Our first Christmas Overseas was strange to begin with but ultimately great. Usually Christmas Day is spent with either Anita’s family or Graham’s. So this first Christmas in Tanzania was always going to be different. The weather added to the unusualness of the day with high temperatures throughout.
We tried to keep up as many traditions as possible. The day started with stockings for the kids – though the lack of Satsumas and the limited range of little gifts made for depleted stockings overall. Then it was breakfast, as usual we indulged in our Christmas Breakfast of Kidneys and Bacon. The former Beef Kidney from the local butcher and the latter expensively purchased from the nearby supermarket at price of 11000 TZS (over £3). We also added in Oyster Mushrooms (somewhat cheaper at 5000 TZS), our first fresh mushrooms since our arrival.
After Breakfast we opened our presents. Many of these were vouchers for electronic downloads, these were a welcome addition to the physical presents which we had for each other and thanks to my Sister-in-Law. Whether real or virtual we thank all our relatives for their kindness – thank you emails / letters will follow in due course. We are looking forward to choosing and downloading our Books, Music and / or Videos in the coming days.
One major frustration was the internet. Our WiFi contract ran out at 10am, as we had used all our data. Not only did this prevent us from immediately downloading anything from our Christmas Gifts, but also destroyed any chance of a FaceTime chat with my family scheduled for noon. As we scrambled around to sort out an update the remaining 3G connection was too slow to support either video or audio and we gave up. Meanwhile Anita managed to source a top up from the local duka (shop), then embarked on the process of adding credit to the modem (not a straight forward process).
Then began the process of peeling, chopping and preparing vegetables for our shared compound Christmas Dinner.
Four families were going to gather together for a meal, along with relatives from the UK. We created some of our traditional family favorites including Mulled Red Cabbage (courtesy of a smuggled in red cabbage, locally sourced beetroot an apples and red wine with Zanzibar spices!) and Carrots with Orange and Coriander as well as Roast potatoes, ratatouille and peas. Others brought pork and Chicken together with stuffing, sausage meat, parsnips etc. We were also on puddings, the planned Compote of Oranges morphed into Spiced Orange and Plums due to the variability and poor quality Oranges we had. Even so it was delicious as was the Ginger and Mango upside down cake! Others brough Christmas Pud and Ice Cream as well as Chocolate Hedgehog. All in all a great feast by 18 people in our living room (the largest on the compound ). A power cut and heavy rain did nothing to spoil a great meal.
After dinner (and washing up!) we embarked on an afternoon / evening of games including Wink Murder, the Elephant Game, the Chocolate Game and the the Cereal Box Challenge. These were all great silly fun helped by some wine, Kantagi and Amarula to liven up proceedings (in moderation of course!). All in all it was a fabulous party and for all of us made being far from home and loved ones a little less difficult, also creating closer bonds between the different family groups.
After everyone had gone home it was a chance to watch Doctor Who on iPlayer at 9:15pm local time. Sadly although we had restored our WiFi there was so little bandwidth that it kept buffering resulting in an unwatchable program. We resorted to downloading overnight for watching on Boxing Day. A Christmas tradition delayed!

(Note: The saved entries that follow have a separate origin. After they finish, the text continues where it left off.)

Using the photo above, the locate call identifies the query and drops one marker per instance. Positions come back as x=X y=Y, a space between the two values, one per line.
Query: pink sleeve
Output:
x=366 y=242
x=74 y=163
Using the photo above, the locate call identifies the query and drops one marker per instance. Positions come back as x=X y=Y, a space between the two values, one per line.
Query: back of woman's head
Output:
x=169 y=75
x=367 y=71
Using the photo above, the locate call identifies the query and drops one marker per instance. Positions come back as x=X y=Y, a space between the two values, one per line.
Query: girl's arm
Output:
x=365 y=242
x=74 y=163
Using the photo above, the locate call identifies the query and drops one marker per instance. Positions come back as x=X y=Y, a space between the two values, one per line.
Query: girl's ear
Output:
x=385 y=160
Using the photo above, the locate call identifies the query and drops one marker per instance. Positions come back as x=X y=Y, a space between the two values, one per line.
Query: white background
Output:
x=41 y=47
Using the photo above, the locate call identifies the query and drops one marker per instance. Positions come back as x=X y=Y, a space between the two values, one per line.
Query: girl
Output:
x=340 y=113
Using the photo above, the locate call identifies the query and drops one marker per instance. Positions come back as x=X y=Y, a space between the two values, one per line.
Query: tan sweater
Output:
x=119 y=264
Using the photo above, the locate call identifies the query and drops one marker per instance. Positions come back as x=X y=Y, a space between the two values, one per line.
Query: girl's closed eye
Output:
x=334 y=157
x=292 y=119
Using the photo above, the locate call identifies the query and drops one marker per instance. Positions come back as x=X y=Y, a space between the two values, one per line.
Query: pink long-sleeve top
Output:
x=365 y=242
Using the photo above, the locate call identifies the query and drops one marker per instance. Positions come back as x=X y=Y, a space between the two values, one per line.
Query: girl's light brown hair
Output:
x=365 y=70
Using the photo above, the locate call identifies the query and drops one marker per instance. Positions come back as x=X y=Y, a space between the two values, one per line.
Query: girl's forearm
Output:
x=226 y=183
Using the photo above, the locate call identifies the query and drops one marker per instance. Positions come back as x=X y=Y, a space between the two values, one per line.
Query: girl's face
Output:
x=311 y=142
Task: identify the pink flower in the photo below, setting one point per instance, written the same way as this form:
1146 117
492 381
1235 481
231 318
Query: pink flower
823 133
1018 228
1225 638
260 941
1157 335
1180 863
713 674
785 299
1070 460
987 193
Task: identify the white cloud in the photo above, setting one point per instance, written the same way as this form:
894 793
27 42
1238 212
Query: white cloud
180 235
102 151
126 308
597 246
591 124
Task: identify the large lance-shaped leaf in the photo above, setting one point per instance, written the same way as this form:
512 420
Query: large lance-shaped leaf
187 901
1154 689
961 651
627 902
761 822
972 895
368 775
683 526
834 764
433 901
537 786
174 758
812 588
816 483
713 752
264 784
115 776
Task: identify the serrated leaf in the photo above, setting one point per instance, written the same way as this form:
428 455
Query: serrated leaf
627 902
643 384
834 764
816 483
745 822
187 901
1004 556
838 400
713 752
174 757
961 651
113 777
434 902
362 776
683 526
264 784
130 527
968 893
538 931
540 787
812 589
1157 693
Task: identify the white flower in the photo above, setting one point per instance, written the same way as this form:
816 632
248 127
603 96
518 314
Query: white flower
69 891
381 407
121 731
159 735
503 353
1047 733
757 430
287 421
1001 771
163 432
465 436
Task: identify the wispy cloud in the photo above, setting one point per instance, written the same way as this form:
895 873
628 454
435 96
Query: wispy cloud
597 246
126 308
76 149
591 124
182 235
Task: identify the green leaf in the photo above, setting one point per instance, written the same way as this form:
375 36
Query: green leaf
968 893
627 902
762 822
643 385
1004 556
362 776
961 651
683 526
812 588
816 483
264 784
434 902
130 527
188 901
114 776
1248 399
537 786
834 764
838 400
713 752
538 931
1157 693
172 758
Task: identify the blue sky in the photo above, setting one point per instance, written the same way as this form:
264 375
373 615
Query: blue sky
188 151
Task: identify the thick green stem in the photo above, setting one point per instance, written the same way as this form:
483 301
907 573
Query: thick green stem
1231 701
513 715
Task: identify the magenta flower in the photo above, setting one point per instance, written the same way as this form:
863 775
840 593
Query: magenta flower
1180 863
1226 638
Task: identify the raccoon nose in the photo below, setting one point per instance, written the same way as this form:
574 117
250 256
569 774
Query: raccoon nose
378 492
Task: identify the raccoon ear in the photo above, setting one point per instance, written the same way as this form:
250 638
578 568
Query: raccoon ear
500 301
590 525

There was however enough Bandwidth to allow us the chance to FaceTime my family again (Anita’s were sadly unreachable on Christmas Day, being away and out of reach of any form of broadband). It was great to speak properly and see everyone at home.
In the end Christmas here was a bit different to usual, but with a sprinkling of tradition and some new experiences to make the day better for all. We certainly miss our families but the ability to contact them using video chat makes things a lot easier.
We hope that all who read this blog wherever you are in the world have had a great Christmas and we wish you all (not for the last time) a Happy New Year!